California - Reuse
Slab-on-grade does not lend itself well to reuse, especially not when the concrete floor is the finished floor: if you move a wall, holes get left behind where the bottom plate was fastened to the concrete. Shear walls are really impossible to move, and luckily there is only one interior shear wall, and its the central load bearing wall, so it shouldn't have to move.
The house is a one bedroom, one bath, two office layout. One or both of the offices could become bedrooms, although neither has a closet. The real difficulty would be adding an second bathroom which would be necessary (OK, not really necessary, but desirable) for a couple living with children or maybe a parent. The current laundry area is oversized, so it would have to be shrunk and modified to be a bathroom as well.
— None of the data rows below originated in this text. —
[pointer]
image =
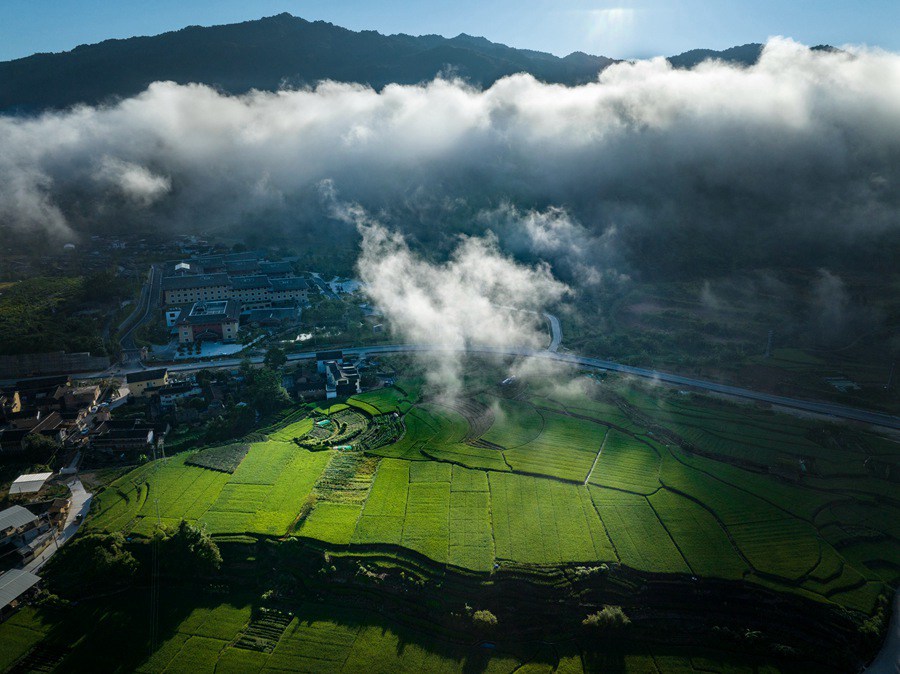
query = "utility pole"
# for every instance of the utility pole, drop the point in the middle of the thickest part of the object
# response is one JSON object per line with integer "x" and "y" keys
{"x": 769, "y": 342}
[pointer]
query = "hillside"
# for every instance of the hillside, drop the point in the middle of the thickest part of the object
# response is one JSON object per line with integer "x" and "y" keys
{"x": 286, "y": 50}
{"x": 267, "y": 54}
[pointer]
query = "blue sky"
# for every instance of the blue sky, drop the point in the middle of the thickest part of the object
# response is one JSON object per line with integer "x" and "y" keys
{"x": 618, "y": 28}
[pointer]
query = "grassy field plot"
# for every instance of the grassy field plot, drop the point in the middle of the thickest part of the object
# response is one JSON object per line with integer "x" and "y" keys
{"x": 295, "y": 430}
{"x": 627, "y": 464}
{"x": 515, "y": 424}
{"x": 565, "y": 449}
{"x": 699, "y": 537}
{"x": 426, "y": 528}
{"x": 538, "y": 521}
{"x": 637, "y": 534}
{"x": 332, "y": 522}
{"x": 471, "y": 543}
{"x": 784, "y": 547}
{"x": 225, "y": 459}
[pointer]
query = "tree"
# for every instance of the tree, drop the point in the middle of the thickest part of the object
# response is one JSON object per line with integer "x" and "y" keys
{"x": 190, "y": 548}
{"x": 275, "y": 357}
{"x": 484, "y": 620}
{"x": 93, "y": 558}
{"x": 265, "y": 391}
{"x": 607, "y": 618}
{"x": 38, "y": 445}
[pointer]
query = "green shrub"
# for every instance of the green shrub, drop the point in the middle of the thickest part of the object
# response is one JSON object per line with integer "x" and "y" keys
{"x": 607, "y": 618}
{"x": 484, "y": 620}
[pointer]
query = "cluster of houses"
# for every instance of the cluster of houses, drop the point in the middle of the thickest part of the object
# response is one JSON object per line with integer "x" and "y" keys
{"x": 25, "y": 532}
{"x": 207, "y": 297}
{"x": 50, "y": 406}
{"x": 73, "y": 416}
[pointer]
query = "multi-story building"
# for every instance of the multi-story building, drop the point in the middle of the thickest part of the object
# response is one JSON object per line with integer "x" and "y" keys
{"x": 218, "y": 320}
{"x": 139, "y": 382}
{"x": 196, "y": 288}
{"x": 253, "y": 291}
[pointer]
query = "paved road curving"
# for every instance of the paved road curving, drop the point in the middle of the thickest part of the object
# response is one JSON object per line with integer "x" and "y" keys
{"x": 80, "y": 504}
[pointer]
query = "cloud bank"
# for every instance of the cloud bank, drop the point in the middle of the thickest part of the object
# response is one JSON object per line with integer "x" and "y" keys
{"x": 795, "y": 157}
{"x": 478, "y": 297}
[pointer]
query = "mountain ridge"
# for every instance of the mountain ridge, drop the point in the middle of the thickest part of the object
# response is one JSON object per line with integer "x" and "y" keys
{"x": 284, "y": 50}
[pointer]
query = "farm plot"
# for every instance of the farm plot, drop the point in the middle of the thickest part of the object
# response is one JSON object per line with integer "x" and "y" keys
{"x": 285, "y": 498}
{"x": 539, "y": 521}
{"x": 471, "y": 541}
{"x": 312, "y": 645}
{"x": 515, "y": 424}
{"x": 385, "y": 509}
{"x": 627, "y": 464}
{"x": 466, "y": 455}
{"x": 426, "y": 528}
{"x": 265, "y": 494}
{"x": 566, "y": 449}
{"x": 384, "y": 400}
{"x": 295, "y": 430}
{"x": 175, "y": 491}
{"x": 421, "y": 426}
{"x": 639, "y": 537}
{"x": 785, "y": 547}
{"x": 225, "y": 459}
{"x": 698, "y": 536}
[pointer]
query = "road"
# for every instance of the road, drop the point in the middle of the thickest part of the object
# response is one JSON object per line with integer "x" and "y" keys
{"x": 828, "y": 409}
{"x": 555, "y": 333}
{"x": 80, "y": 504}
{"x": 149, "y": 299}
{"x": 888, "y": 659}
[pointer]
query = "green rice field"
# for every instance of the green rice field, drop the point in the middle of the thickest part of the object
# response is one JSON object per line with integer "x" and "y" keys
{"x": 647, "y": 480}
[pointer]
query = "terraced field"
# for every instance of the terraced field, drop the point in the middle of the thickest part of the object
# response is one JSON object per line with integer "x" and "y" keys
{"x": 536, "y": 483}
{"x": 654, "y": 481}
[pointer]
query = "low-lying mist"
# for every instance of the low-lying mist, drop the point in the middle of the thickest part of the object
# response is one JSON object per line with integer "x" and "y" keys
{"x": 649, "y": 172}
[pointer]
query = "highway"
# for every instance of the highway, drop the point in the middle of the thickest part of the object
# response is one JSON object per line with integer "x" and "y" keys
{"x": 551, "y": 354}
{"x": 829, "y": 409}
{"x": 80, "y": 505}
{"x": 148, "y": 301}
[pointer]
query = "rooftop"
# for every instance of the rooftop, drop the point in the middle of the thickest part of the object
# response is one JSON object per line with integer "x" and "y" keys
{"x": 146, "y": 375}
{"x": 291, "y": 283}
{"x": 209, "y": 312}
{"x": 29, "y": 483}
{"x": 249, "y": 282}
{"x": 198, "y": 281}
{"x": 15, "y": 517}
{"x": 14, "y": 583}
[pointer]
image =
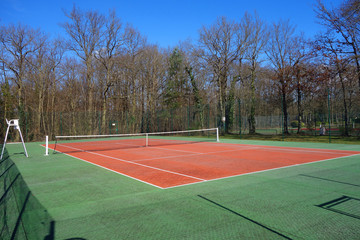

The honest truth, embarrassingly enough, is that we didn't think about reuse much. A sad fact is that in our little area many of the houses are quite large (5000SF or more), and if we ever sold the house, there a reasonable possibility that buyer would either knock it down or treat it as as large guest house.
One thing I wish we did, but didn't have the budget for was put utilities in their own layer, as is often done in passive houses (the passive institute standard): the electric wire, telephone, internet, & water supply lines would all be in this layer. It does take up and extra 2" or so of wall thickness, but given that we're not on a city lot, that wouldn't have been a problem.